I'm sometimes fun at 24, but man was a blast my freshman year of college! Well, comparing to now that statement is true. This weekend I was sorta a fun person, though.
What a weekend it was! I got to go to COSI for the first time. That makes me a real Ohio resident, right? My Big and I went Saturday early in the morning. There were a lot of kids, and the museum was having a special day of safety for visitors to learn about distracted driving, how to perform CPR, recognizing signs of a gas leak... all that good stuff. We went to almost each room that is a part of the general admission. I even got to ride a unicycle that hovered over the main floor! haha. Not really, but it kind of felt like the real thing.

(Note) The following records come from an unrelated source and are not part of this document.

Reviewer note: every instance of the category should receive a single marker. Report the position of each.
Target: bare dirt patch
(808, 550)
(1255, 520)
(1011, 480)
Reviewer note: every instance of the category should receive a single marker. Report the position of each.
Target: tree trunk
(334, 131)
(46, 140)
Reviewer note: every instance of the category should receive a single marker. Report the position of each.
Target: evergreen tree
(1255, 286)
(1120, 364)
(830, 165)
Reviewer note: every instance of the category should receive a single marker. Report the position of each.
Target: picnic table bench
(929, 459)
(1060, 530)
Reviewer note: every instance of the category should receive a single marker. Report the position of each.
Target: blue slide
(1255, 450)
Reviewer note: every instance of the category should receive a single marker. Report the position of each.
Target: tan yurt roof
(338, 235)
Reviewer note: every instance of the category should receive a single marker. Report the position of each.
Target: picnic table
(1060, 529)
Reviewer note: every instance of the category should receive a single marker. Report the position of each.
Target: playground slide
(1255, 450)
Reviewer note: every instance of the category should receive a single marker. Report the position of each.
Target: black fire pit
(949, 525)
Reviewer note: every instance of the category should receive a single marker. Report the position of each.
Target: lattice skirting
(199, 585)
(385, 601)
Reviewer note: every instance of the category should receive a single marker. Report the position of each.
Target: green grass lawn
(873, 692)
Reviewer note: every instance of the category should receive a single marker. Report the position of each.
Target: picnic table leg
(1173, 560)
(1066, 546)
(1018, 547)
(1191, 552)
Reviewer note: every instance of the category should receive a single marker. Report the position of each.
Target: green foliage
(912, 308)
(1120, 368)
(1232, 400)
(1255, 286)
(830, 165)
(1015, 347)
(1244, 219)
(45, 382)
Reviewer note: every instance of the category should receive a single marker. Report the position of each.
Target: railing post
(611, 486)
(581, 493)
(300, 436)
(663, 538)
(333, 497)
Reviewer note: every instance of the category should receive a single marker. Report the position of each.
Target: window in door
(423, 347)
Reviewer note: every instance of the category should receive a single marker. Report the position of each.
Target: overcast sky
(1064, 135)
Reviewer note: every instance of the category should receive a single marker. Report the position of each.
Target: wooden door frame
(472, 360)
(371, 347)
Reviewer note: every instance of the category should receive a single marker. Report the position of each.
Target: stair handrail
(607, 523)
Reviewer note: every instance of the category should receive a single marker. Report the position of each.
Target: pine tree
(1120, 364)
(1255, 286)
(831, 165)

The space area of COSI is really interesting, too. We attended one of the "extra" events offered, a live view of space and learned about a few planets, constellations, ideas of other life forms... there was probably more, but I had a head ache from the planetarium set up. It was worth the pain, but I would have been happy just flying through the stars and viewing the planets. There was also an exhibit focused on the human body, and visitors could watch videos on surgeries. I don't know why, but I really wanted to see how doctors performed circumcision... that lasted a minute. Poor boys! Big and I finished our day together with some Chipotle, the best way to end a trip to Columbus.
That same night, I spent time with a friend, Martz, who is working on campus for the summer. We finally watched The Fault in Our Stars; we made a commitment to not watch the movie until we could watch it together. It only took three years, but we managed! We also browsed my external hard drive video files... that's where the fun Amanda comes alive.
Freshman and sophomore years. |
Watching myself in those videos, I was thinking, "What happened to that girl? Why don't I sing karaoke, drink, be that goofy girl these days? Why haven't I laughed like that since?" I'm not able to pinpoint an exact moment, but I'm almost certain that anxiety was rising into the fall of junior year, and there aren't any videos or an abundance of photos from that time to today. Of the photos I do have documenting the end of college, most of them are with people, posed and for a specific event.
I've changed.
Was it for the better? I don't know. In some aspects, yes, I am a must better individual now. I'm a much more introverted person than I have even been, and I don't go out or have the want to do so anymore. I read a lot more than I ever have. That is a definite positive change. Watching these videos just made me think that I could be having a lot more fun in this life. It's not going to do any good to blame anyone, an event or my anxiety, but it's hard not to find something to blame.
Maybe I need to remind myself that different things are now considered fun and there are a hell of a lot of ways to have fun! Because I don't laugh like a "dying seal" doesn't mean I'm not enjoying the time I'm spending, both alone and with others, right? Could it be better? Yeah, you could say that.
By Saturday afternoon, I thought I was having a grand, fun time. By after 10 p.m. that same day, I was questioning what counts as fun. It doesn't matter what others may view as an enjoyable, laugh-worthy time. If I'm in the moment, taking everything in, being as positive as I can, there shouldn't be any doubts whether it's "fun enough." I can't compare now to freshman year. I have bills to pay. I have an apartment to keep clean. I'm building a career and trying to make a positive impact where ever I go. I don't have time to analyze everything, especially whether if the fun I feel I'm having is worthy of that label.